Kırmızı muz tropikal meyve çeşitleri arasında yer alır. Her kırmızı meyve gibi yüksek oranda C vitamini içeren kırmızı muz üçlü bir antioksidan etkiye sahip olduğu için bağışıklık sistemini güçlendirir. Aynı zaman uzun süre tokluk hissi sağlar. Kırmızı muz nasıl yenir? Kırmızı muzun faydaları nelerdir?
Diğer bir adı Red Dacca olan son dönemlerde yaygın olarak tüketilmeye başlanan kırmızı muzun şeker oranı, sarı muza göre daha düşüktür.
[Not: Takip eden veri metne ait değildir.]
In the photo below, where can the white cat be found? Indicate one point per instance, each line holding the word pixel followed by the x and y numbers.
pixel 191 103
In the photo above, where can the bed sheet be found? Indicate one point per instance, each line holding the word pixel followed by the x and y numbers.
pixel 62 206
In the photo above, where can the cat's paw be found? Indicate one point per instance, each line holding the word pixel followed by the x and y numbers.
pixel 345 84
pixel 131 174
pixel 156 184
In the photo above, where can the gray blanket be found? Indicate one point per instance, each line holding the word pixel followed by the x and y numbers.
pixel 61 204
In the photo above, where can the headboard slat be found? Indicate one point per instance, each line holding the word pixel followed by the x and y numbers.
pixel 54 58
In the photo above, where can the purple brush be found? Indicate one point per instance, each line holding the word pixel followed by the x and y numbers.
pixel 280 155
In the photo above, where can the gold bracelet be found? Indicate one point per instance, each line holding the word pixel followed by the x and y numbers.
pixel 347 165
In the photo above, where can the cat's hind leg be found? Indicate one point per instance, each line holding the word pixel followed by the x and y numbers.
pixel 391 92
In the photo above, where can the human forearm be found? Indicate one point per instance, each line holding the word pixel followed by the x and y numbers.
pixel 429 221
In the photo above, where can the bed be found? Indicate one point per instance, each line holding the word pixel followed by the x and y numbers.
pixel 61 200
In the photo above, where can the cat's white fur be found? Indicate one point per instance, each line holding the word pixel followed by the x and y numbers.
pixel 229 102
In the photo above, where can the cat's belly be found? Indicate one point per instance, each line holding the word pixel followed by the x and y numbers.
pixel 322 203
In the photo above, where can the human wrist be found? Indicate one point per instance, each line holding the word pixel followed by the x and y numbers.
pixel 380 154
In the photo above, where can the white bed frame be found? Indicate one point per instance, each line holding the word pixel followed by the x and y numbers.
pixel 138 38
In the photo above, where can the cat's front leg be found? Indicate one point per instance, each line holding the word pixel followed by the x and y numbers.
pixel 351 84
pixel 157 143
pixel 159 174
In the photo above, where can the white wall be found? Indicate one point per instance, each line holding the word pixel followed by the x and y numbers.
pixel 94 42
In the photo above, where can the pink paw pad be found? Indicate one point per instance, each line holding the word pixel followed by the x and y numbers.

Ahududu aroması sayesinde kırmızı ya da mor renk alan bu muz türünün tadı sarı muzla benzer özellik göstermektedir. Genellikle çikolata, bisküvi, puding ve cips gibi atıştırmalıklara tat vermesin için kullanılan kırmızı muz, una dönüştürülerek pasta yapımında da kullanılabilir. Kırmızı muzun rengi olgunlaştıkça mora dönmektedir.
KIRMIZI MUZUN FAYDALARI NELERDİR?
- Kırmızı muz içerdiği bazı besin maddeleri sayesinde serotinin hormonunun daha fazla çalışmasını sağlar. Kırmızı muzun rengi ne kadar koyu ise o kadar fazla besin değeri içerir.
- Red Dacca içerdiği B6 vitamini sayesinde; yorgunluk, şuur kaybı, göz bulanıklığı, sinirlilik, uykusuzluk ve cilt dokusunun bozulması gibi rahatsızlıkları tedavi eden doğal bir çözümdür.
- Şeker oranı düşük olduğu için kırmızı muz diyabet hastaları için ideal bir meyvedir. Uzmanlar, şeker hastalarının kırmızı muzu rahatlıkla tüketebileceğini vurgular.
- Yüksek lif içerdiği için sindirim sisteminde atık besin bırakmaz ve kabızlığı önleyici bir etki sunar.
- Diyet yapan kişiler için ara öğün olarak tüketebilecekler bir meyvedir. Uzun süre tok tutar.
- Kırmızı muz potasyum açısından çok güçlüdür bu sayede kemik ve kas sistemini güçlendirir. Gece uykuda yaşanan kramplar için doğal bir ilaçtır kas kasılması ve kramp gibi riskleri en aza indirir.
- Gece uyumadan iki saat önce tüketildiğinde gece boyu sağlıklı uyumanızı sağlar. Vücudun yenilenme işlevine katkı sağlar.
- Vücuttaki serbest radikal hücrelerini azaltarak kanser riskini azaltır.
- Kırmızı muz sodyum içerdiği için kandaki basıncı dengeler. Kırmızı muz tüketmek yüksek tansiyon ve düşük tansiyon gibi ileri yaşlarda görülme ihtimali olan hastalıkların riskini azaltır.